The answer to your second question, would probably be better suited to a different forum, as it is subject to legal speculation.

That’s a lot of assuming. Especially the first part.

Not at all. There are a lot of examples of individuals being subjected to threats of violence after being targeted by other individuals or groups.

The actions of random third parties generally can’t be attributed to a speaker, particularly in terms of civil rights protections. Liability for deprivation of constitutional rights is limited to conspiracy, or actions taken under color of law. If the POTUS and some third party conspired to harm the woman in the OP, the POTUS could be criminally culpable and/or civilly liable. If the POTUS used his office to harm the woman in the OP, he could be criminally culpable and/or civilly liable.
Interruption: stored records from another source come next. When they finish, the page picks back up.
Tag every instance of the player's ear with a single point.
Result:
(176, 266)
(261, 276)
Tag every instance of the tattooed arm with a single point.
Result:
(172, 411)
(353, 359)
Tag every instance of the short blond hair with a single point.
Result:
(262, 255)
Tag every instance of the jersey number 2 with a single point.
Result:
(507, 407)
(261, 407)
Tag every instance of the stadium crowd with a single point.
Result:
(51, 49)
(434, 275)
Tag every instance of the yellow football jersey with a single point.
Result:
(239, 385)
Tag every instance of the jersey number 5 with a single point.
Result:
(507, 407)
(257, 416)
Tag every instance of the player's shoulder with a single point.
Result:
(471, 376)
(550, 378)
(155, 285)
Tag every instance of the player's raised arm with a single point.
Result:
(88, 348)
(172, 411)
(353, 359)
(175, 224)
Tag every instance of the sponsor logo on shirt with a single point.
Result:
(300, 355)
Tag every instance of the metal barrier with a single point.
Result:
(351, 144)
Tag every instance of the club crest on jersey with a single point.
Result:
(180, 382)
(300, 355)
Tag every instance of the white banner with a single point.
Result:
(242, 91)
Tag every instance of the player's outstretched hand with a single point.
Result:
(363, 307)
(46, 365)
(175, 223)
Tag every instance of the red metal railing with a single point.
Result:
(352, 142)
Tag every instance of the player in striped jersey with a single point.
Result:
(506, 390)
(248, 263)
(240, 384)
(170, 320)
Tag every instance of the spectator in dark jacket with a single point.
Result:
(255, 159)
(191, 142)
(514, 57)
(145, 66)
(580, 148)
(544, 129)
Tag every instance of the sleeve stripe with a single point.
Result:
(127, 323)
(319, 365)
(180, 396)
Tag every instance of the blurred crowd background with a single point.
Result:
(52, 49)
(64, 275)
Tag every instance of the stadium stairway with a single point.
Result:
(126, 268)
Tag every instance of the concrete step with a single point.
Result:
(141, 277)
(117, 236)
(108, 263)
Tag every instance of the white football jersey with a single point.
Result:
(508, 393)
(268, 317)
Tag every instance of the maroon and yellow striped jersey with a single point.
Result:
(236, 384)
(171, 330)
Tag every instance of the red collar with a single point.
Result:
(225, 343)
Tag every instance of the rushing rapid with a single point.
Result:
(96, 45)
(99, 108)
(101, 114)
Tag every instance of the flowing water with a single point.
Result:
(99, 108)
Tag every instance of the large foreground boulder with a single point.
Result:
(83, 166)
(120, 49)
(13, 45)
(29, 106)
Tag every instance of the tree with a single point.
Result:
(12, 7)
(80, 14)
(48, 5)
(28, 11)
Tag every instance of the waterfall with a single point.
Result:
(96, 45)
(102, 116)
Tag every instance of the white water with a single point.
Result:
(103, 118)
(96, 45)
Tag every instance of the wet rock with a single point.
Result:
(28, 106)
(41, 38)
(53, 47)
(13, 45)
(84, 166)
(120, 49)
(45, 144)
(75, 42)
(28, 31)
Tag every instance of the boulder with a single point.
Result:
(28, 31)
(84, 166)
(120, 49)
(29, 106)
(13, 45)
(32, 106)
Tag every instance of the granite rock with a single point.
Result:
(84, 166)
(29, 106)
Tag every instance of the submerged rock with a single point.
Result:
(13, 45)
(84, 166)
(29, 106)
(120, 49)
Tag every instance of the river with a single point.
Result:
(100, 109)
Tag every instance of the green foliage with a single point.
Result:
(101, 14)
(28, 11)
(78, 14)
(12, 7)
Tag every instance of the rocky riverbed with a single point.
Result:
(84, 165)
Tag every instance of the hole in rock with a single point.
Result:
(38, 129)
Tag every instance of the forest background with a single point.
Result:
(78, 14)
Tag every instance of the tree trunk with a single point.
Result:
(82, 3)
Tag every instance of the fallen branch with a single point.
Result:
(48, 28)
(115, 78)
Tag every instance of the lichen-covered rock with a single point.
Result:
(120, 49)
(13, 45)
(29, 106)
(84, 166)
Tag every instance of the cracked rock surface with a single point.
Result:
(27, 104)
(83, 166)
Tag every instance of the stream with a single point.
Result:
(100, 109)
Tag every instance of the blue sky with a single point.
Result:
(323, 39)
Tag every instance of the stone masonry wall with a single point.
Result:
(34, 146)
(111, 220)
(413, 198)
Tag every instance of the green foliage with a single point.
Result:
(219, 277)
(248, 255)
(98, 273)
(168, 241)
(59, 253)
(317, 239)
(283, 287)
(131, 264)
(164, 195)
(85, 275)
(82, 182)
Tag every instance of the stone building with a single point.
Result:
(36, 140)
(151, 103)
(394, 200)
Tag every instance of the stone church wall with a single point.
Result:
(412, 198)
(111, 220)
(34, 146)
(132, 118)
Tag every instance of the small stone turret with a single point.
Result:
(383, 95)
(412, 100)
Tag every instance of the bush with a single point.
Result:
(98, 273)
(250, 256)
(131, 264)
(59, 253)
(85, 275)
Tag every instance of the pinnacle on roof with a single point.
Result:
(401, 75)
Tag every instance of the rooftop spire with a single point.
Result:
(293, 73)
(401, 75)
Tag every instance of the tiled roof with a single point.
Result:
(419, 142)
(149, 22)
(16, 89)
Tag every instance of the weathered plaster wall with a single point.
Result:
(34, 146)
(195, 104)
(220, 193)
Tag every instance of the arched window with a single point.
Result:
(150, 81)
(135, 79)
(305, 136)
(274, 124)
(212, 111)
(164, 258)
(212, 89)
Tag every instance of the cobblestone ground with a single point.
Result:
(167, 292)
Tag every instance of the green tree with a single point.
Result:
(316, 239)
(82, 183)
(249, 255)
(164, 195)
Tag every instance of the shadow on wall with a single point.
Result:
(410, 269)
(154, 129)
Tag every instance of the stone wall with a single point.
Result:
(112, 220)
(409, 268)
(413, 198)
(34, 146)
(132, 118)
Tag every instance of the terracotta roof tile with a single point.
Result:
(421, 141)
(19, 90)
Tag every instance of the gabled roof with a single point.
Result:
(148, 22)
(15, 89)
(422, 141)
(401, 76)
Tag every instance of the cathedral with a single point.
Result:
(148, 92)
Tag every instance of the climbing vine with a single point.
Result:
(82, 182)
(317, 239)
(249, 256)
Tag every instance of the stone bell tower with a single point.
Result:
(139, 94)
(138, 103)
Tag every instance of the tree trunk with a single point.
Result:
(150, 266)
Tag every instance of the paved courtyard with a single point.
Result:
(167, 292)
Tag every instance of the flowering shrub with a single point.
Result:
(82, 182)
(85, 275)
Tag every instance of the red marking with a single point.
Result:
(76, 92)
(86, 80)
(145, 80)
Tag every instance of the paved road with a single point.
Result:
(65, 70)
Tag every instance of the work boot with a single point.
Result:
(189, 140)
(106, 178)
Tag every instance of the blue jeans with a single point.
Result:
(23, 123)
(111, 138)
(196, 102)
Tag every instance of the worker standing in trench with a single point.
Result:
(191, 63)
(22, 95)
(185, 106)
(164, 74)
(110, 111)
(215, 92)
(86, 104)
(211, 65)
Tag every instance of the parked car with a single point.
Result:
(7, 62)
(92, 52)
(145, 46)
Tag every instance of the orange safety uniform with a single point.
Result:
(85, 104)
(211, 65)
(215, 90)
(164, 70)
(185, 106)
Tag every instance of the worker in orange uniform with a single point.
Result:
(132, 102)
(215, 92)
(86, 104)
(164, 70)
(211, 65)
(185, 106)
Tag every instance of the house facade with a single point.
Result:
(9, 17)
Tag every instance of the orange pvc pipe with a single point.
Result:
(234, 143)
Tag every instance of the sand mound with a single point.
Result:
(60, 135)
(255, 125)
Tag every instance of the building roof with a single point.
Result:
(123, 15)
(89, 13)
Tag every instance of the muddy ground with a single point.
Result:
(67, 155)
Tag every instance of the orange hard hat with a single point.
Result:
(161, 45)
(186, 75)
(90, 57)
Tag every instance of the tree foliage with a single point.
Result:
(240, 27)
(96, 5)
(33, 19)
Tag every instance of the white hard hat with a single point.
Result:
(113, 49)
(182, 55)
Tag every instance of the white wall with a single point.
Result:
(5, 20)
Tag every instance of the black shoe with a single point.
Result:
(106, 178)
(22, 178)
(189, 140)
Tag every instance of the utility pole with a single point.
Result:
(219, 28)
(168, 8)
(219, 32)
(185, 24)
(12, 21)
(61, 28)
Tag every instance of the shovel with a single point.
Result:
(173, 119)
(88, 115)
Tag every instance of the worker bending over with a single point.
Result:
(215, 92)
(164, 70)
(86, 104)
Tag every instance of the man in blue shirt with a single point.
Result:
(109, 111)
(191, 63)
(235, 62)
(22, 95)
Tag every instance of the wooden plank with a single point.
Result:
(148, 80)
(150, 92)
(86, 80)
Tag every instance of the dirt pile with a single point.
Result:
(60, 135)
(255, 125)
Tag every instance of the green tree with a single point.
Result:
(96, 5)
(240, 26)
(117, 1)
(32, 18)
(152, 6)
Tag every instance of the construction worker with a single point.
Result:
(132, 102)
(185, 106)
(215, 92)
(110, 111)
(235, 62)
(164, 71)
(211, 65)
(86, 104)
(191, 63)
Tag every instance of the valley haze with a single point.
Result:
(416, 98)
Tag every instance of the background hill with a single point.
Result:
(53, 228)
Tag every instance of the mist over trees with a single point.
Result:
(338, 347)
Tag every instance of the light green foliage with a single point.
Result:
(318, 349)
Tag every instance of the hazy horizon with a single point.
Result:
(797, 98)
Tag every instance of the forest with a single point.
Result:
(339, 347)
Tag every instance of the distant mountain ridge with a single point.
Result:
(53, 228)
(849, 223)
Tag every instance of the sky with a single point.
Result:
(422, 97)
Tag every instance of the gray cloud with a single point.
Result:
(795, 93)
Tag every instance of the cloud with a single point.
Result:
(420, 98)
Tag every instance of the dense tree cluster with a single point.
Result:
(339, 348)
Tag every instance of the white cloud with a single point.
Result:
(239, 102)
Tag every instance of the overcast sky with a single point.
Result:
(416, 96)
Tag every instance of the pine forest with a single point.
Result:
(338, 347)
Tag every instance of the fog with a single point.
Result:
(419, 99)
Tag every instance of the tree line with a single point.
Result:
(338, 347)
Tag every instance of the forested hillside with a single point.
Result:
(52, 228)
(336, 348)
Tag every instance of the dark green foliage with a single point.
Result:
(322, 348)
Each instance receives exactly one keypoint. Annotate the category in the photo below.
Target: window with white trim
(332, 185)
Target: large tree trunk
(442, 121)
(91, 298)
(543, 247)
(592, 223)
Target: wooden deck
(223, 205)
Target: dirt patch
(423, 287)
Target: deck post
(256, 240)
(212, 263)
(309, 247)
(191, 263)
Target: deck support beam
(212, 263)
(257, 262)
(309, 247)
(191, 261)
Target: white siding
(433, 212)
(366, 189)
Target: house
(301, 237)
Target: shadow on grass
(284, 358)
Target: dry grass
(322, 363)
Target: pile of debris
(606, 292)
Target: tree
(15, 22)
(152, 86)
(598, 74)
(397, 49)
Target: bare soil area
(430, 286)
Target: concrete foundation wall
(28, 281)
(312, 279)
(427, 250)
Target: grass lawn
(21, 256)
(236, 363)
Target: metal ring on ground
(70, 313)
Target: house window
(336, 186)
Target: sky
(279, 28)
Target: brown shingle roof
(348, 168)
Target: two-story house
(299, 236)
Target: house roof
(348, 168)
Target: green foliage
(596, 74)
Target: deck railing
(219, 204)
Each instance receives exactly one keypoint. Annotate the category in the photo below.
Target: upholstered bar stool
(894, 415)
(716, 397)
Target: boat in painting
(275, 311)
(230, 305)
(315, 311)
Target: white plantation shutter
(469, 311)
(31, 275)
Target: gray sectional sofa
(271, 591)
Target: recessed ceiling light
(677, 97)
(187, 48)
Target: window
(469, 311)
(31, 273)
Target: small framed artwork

Just saying mean things about her while still a private citizen - as Trump was a year ago and remains today - isn’t enough.

She could argue that his statements were defamatory, perhaps, but she is a “limited public figure” for the purposes of this discussion since she inserted herself into public discourse on the issue, and the bar (actual malice) for liability is extremely high.

Clinton v. Jones case was decided 9-0 by the Supreme Court. It was Paula Jones suing him and he settled the case while still in office.

That’s very broad, and could easily include situations that are fundamentally different from what you described in the OP. But if you have examples of a president or president elect being sued for such actions, I’d love to see them.

While President, Harry Truman threatened (in writing, no less!) to punch out a newspaper critic who was exercising his Constitutional right to criticize Truman’s daughter’s singing.

No action was taken against Truman.

Wouldn’t suing him for such statements be a 1st amendment violation against him? If he said or maybe even implied “now everyone, go harass the bitch for me” that’s a very different situation, but " The candidate tweeted the next day that she is ‘an arrogant young woman’, and accused her of being a plant from the rival campaign." seems well within his own 1st amendment rights, even if then some internet shits decide to act like shits of their own accord.

To chime in with the the general tenor of replies: yes, the President can be sued as a private citizen.

But no, the actions described by the OP are themselves First Amendment-protected activities and cannot sustain civil liability. So no, no suit based on those facts would survive a motion to dismiss.